The Cuban American, who’s running for president, has staunchly opposed President Obama’s new policy to normalize relations with the Communist-ruled island.

“It is not in the interest of the United States or the people of Cuba for the U.S. to become a financier of the Castro regime’s brutality,” Rubio said in a statement.


“The Cuban Military Transparency Act would prevent U.S. dollars from getting into the hands of the Cuban military and would demand accountability from the Obama Administration regarding fugitives of American justice in Cuba, the return of stolen and uncompensated property and the role of the Ministry of the Revolutionary Armed Forces and the Ministry of the Interior in Cuba,” he added.

Rubio’s 14-page bill would identify and deny any financial transactions to the Cuban regime’s military and its subdivisions as well as leadership.

The bill would direct the attorney general to collaborate with Interpol, which facilitates international police cooperation, regarding the capture of U.S. fugitives in Cuba.

It would also modify a rewards program at the State Department to include the arrest or conviction of people responsible for an attack on U.S. planes in February 1996 that left four people dead. The two small planes were reportedly shot down by Cuban fighters over Havana.

The bill is co-sponsored by Sens. Robert Menendez (D-N.J.), Orrin Hatch (R-Utah), Tom Cotton (R-Ark.), Ted Cruz (R-Texas), Cory Gardner (R-Colo.), David Vitter (R-La.) and Mark Kirk (R-Ill.).

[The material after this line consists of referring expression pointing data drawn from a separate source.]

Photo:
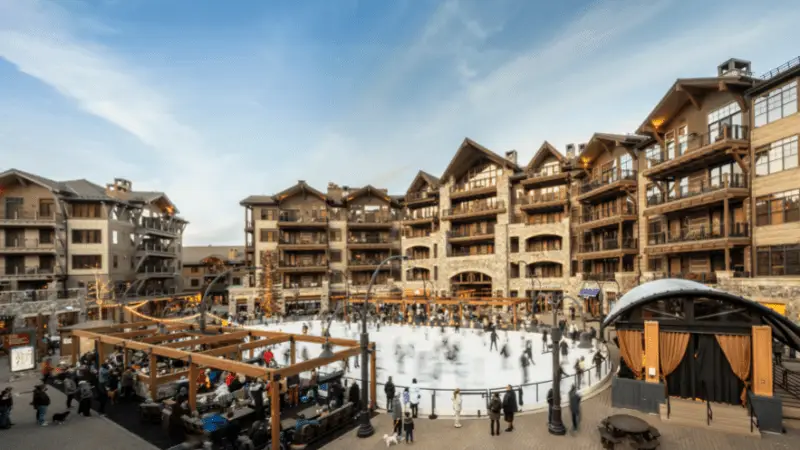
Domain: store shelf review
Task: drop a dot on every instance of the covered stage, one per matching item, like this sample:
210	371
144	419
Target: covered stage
681	339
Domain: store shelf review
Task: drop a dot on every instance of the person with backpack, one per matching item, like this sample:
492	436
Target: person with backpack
495	407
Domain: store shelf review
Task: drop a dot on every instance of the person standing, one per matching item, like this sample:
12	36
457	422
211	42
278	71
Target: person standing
40	403
509	407
388	389
457	406
575	407
495	407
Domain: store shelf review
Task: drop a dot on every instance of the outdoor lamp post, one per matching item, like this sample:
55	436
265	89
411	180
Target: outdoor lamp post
365	428
556	425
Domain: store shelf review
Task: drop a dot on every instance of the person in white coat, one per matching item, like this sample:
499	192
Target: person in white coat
457	406
414	398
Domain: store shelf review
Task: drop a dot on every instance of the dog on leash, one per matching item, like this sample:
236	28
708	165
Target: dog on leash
58	419
390	440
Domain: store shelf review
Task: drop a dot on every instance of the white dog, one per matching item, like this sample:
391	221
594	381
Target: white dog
390	440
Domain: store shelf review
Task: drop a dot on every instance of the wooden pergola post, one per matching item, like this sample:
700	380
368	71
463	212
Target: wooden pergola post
153	375
193	374
373	377
275	410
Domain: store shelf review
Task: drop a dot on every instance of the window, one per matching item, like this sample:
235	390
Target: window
86	261
775	209
729	115
86	237
776	157
86	210
778	260
775	105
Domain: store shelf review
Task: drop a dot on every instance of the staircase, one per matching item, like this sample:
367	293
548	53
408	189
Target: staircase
731	419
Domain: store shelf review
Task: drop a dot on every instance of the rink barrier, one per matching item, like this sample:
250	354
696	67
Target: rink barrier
474	407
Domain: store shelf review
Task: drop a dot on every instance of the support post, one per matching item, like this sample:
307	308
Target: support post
651	351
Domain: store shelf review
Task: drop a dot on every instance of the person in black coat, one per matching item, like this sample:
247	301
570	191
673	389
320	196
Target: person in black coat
509	407
389	391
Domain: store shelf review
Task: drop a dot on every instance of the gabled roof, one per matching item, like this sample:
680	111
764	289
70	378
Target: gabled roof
544	151
690	90
602	141
469	153
423	177
369	190
300	188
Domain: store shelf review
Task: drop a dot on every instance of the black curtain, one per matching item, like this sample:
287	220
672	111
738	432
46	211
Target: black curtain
681	383
717	383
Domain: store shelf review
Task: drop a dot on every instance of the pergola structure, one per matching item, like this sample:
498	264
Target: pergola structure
180	342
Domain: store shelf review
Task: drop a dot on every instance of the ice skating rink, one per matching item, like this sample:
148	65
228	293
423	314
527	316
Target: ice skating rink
442	362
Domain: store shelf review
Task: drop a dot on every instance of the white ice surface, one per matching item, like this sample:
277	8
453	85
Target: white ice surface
476	370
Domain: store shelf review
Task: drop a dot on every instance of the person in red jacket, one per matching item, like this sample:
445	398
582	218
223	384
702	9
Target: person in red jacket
268	357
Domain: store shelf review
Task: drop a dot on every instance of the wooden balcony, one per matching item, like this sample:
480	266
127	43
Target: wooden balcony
605	218
26	246
302	222
547	177
420	198
476	234
371	242
361	220
304	266
297	243
475	210
702	151
543	202
599	189
690	240
474	188
608	248
28	219
704	194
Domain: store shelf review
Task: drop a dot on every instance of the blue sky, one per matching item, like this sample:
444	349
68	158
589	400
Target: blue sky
211	101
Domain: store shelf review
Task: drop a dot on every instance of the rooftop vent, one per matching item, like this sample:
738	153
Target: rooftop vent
734	68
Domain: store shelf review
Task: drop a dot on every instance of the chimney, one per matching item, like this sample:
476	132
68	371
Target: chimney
570	151
511	155
734	68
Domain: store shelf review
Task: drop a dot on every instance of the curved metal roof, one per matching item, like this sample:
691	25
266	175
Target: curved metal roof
782	328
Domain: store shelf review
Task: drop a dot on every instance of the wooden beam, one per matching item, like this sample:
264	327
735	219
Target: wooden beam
238	336
306	366
167	352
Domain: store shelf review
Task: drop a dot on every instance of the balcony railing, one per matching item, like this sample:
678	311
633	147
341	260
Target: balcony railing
26	244
701	233
627	209
695	142
473	185
40	295
372	217
304	263
470	251
416	196
711	185
546	197
472	232
370	239
297	240
35	270
154	247
616	175
474	207
609	244
27	215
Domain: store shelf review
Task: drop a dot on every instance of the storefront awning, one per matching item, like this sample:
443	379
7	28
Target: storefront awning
589	292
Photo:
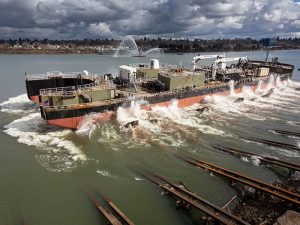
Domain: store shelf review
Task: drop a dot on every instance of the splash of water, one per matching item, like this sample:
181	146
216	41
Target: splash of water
128	47
18	105
55	151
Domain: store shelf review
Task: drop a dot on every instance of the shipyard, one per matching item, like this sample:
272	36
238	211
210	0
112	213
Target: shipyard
149	113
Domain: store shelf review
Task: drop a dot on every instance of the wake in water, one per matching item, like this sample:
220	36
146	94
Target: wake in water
55	152
18	105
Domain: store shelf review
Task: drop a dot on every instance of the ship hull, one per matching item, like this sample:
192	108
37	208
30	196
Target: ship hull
33	86
73	119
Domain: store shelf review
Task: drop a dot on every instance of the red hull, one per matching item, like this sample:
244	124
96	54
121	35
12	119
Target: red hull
75	122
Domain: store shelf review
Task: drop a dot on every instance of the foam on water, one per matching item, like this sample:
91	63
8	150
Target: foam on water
105	173
56	153
18	105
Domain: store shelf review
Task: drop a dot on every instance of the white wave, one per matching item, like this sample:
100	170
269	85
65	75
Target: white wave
87	125
18	105
293	123
57	153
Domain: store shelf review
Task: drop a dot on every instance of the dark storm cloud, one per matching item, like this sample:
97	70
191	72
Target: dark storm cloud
56	19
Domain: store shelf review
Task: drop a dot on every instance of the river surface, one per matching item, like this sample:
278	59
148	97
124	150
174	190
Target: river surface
48	173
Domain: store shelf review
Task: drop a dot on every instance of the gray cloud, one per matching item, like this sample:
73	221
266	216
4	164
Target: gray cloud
68	19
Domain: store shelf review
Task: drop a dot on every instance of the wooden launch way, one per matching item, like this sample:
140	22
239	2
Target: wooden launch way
286	133
194	200
111	212
263	159
279	192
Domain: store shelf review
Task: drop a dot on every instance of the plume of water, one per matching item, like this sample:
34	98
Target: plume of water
128	47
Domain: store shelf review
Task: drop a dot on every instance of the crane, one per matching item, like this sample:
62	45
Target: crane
200	57
223	66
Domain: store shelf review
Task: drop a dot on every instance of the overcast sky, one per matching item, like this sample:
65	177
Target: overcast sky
78	19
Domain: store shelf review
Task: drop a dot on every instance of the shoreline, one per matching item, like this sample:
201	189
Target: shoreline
19	51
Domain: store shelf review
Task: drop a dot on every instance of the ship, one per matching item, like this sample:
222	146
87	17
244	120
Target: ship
65	99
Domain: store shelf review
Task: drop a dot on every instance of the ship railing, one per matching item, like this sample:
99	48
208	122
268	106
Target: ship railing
55	74
71	90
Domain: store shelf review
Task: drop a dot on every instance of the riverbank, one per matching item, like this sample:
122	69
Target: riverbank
94	50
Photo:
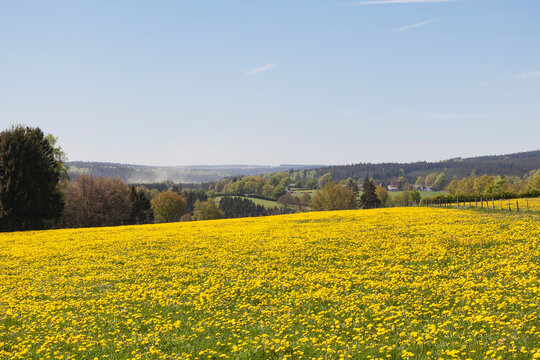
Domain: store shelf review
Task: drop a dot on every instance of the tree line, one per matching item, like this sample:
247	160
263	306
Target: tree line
36	191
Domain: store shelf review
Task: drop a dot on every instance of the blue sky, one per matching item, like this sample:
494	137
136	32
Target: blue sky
272	82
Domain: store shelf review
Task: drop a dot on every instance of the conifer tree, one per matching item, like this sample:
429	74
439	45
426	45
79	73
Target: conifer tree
29	179
369	199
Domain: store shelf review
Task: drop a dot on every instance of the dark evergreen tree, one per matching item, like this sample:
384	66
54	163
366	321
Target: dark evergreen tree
191	197
369	199
29	176
142	210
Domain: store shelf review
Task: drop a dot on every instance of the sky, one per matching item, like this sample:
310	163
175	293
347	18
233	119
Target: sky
273	82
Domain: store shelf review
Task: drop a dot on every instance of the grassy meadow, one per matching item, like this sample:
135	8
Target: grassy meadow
401	283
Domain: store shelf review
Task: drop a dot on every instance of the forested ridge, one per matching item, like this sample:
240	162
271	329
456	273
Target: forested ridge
517	164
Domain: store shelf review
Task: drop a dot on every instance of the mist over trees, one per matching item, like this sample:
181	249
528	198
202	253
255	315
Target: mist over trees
334	197
168	206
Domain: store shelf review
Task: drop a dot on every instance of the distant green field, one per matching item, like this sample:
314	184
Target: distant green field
302	192
263	202
424	194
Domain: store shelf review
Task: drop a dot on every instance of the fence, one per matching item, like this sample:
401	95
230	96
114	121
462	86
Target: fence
524	204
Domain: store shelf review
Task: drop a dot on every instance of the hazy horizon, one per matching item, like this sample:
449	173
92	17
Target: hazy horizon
179	83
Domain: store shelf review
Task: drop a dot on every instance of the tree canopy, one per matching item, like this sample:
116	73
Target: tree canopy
30	171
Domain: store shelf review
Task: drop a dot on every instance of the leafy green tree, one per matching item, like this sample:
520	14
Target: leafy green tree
440	181
30	172
311	183
168	206
325	179
141	212
98	201
333	197
382	195
369	199
207	210
415	196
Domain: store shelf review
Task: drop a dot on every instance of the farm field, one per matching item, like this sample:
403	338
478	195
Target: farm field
532	204
400	283
423	194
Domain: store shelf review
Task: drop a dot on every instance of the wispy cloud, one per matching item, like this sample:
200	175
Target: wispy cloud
260	69
458	116
385	2
412	26
529	75
350	112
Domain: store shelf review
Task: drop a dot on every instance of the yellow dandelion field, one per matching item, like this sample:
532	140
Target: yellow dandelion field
402	283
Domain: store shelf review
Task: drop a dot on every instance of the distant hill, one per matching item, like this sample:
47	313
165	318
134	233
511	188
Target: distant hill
177	174
517	164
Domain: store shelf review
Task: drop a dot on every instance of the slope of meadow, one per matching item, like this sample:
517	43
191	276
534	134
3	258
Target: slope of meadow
399	283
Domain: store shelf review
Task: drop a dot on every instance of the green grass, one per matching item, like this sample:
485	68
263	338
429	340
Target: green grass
266	203
424	194
301	192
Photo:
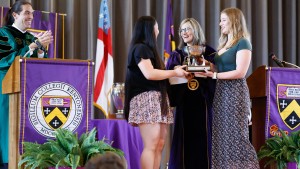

Rubio’s measure also comes just days after he threatened to oppose any new U.S. ambassador to Cuba unless certain conditions are met by the State Department.

It also comes as House Republicans try to undermine Obama's new policy toward Cuba by using the power of the purse. Some of their appropriations bills would limit travel from the United States to Cuba, limit exports to Cuba and prohibit funds for the creation of a new U.S. embassy on the island.